The Hard Count(90)
“I made pozole,” my mom says through a beaming smile.
“Like…from scratch?” I ask, my brow pulled tight.
“She poured it in from a mix. I watched her,” my brother says over my shoulder as he awkwardly climbs from the car with his crutches that were stretched across our laps for the ride here.
“Thank God,” I say to him.
“I know, right?” he chuckles.
“Hush, both of you. I could cook if I wanted to,” she says.
Our father lets her walk on to the door, but turns to face us with the trays of cookies in his hands and shakes his head to show how little he agrees with that statement.
Alyssa has the door held open by the time my mom reaches the porch, and she already has her eyes on the trays of cookies. The laughter spills out of the house, and I can tell from here that several people are inside. I see my family straighten their posture, my dad pausing, probably considering running back to the car. I step in front of them and press my hand on Alyssa’s head, scrunching her hair with my fingers.
“Hi, princess,” I say.
“Hi, Reagan,” she says, a small lisp slipping out through the new hole in her top line of teeth.
“Hey, you lost another one!” I say.
“I did!” she says, stuffing her hand deep into the pocket of her jeans and pulling out a crumpled dollar. “Toof-fairy!”
“Awesome!” I say.
I step inside, urging my family to follow. Nico steps up from a seat at the kitchen table and rushes over to me.
“I didn’t know you were here, sorry. I would have helped,” he says, leaning in and kissing my cheek chastely, moving quickly to shake my father’s hand.
“Here,” he says, taking the heavy pot from me. He carries it to the kitchen where his mom clears a place for it, and she pulls the lid off and smells the aroma.
“Oh, it needs to be stirred,” she says, pulling a large spoon from a door and stirring the soup a few times while my mother walks up next to her.
“It’s pozole,” my mom says proudly, as if she spent hours slaving over it.
“Yes, I recognize it. Thank you…you didn’t have to bring anything,” Valerie smiles.
My mom acts bashful, waving her hand as if what she did was nothing at all, which…it really wasn’t. I notice a pot on her stove and I step close enough to look inside, where homemade soup is brewing. Valerie’s eyes catch mine, and she winks. I smile. She’s going to keep this secret, and it makes me like her even more to see her spare my mom’s feelings.
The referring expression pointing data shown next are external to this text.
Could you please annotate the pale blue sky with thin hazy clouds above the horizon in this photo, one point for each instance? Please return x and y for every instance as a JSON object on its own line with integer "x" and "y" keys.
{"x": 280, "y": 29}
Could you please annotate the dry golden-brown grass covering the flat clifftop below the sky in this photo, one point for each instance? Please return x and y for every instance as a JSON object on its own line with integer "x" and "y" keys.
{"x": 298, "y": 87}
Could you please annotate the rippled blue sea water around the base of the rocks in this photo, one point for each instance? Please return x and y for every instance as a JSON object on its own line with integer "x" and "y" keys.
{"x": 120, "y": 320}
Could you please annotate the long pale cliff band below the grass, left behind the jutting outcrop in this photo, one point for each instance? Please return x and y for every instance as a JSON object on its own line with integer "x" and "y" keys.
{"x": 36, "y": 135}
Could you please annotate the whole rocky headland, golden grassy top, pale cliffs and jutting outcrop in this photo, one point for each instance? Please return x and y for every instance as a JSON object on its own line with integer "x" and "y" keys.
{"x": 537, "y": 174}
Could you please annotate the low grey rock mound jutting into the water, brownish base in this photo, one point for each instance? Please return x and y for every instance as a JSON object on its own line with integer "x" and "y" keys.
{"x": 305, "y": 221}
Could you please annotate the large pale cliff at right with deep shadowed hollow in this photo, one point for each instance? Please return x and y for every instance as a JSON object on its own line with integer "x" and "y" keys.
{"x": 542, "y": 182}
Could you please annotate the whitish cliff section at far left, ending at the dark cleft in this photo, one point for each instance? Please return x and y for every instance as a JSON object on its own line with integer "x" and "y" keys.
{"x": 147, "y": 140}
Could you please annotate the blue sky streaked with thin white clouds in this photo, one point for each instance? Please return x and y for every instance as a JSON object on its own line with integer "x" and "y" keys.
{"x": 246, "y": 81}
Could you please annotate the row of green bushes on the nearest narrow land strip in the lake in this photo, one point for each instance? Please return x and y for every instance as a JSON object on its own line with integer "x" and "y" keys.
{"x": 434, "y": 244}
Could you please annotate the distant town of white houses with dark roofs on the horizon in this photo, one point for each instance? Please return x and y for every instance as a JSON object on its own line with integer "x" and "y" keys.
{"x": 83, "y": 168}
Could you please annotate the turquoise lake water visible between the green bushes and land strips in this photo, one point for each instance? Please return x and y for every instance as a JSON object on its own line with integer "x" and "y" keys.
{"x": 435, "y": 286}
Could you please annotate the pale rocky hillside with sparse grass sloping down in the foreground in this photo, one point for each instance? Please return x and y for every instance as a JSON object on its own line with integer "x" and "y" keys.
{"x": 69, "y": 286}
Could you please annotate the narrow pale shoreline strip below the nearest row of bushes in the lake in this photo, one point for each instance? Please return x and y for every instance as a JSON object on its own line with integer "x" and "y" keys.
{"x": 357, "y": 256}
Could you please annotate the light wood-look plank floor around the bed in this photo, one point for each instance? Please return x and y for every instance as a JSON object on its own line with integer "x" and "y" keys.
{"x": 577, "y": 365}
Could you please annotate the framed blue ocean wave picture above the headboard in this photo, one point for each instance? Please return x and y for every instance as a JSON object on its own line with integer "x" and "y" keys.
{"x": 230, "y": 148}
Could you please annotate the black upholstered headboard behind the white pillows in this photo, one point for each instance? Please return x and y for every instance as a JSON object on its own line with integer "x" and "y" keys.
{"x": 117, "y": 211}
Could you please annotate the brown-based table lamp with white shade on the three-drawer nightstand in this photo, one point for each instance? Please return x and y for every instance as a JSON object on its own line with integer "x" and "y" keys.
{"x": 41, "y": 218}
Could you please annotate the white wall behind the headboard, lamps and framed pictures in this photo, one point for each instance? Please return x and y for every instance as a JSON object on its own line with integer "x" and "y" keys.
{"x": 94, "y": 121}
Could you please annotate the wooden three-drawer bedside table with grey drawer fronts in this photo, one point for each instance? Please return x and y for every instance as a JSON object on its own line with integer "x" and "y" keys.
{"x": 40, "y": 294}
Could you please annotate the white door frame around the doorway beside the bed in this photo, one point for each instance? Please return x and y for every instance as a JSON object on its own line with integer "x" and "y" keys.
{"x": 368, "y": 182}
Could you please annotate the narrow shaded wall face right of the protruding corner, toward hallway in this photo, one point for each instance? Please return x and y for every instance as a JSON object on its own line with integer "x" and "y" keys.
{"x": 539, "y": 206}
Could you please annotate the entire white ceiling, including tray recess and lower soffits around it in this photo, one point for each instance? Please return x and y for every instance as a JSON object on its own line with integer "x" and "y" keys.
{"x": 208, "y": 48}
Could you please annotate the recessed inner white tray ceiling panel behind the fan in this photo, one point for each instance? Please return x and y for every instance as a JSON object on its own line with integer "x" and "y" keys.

Nico leads my father and brother around the table and into the backyard where more people are gathered, introducing them, always calling my father Coach and saying Noah is his son and a great quarterback. I’m sure Noah thinks this is all Nico kissing up, but I know better. It’s respect, his way of showing it. By the time they’re sitting near a fire pit on a small brick patio in the backyard with Nico’s uncle and a few of the neighbors, I see my father’s comfort level starting to settle in. My brother’s, too. I leave them, staying at my mom’s side and talking in the kitchen with Nico’s mom and aunt and Mrs. Mendoza from across the street.
While conversation outside seems to have evolved into the easy topic of football and Nico’s potential—inside is another story. The lulls are too many, and I can see my mom struggling to fill them. She’s complimented the house, which I know she thinks is sparse and old, but she’s bluffed well. She’s also praised the scent pouring from the kitchen, not flinching when Mrs. Mendoza said it was the pozole. It’s really coming from Valerie’s soup, but my mom sat up a little taller thinking it was hers.
“Your yard is beautiful,” I say to Mrs. Mendoza after another long moment of silence. She perks up at my approval, and Valerie and a few other women in the kitchen grumble.
“Why thank you, Reagan,” she says, turning her head from side to side, looking at the others.
“Am I…missing something?” I ask.
“Ugh,” says the woman at the far end of the table. “She was featured in the Southwest Gardener magazine last month and ever since, her head. Oh my God, I mean…I can’t even.”
“I have not had a big head,” Mrs. Mendoza says, which only ignites a round of laughter from every woman in the kitchen other than her, me, and my mom. My mom eventually bites her lip and giggles because it’s contagious.
“Let me just show you,” Valerie says, pulling open a drawer and taking out something that looks like a poster. She walks over to the table and unrolls a laminated copy of the magazine spread, holding the ends down so it doesn’t curl up. The main photo is of Mrs. Mendoza in her front yard with a pair of shears and a bright-green watering can. “Just look. It’s laminated. She made one…for all of us!”
“I only thought you would be proud of your friend,” Mrs. Mendoza says as she begins to get up. I can tell her feelings are a little genuinely hurt, but I also get the sense that she’s not about to get great sympathy from this group.
“Oh, Maria…stop. Sit down and just autograph it for me already,” Valerie says, holding out a marker, her other hand on her hip.
Mrs. Mendoza stops only a step or two away from her chair, her lips pursed and her perfect lipstick slightly smeared by her pouting.
“Are you just going to sell it?” she asks, holding a serious expression in her face-off with Valerie. The quiet lasts for a few seconds before they both finally break into a laugh.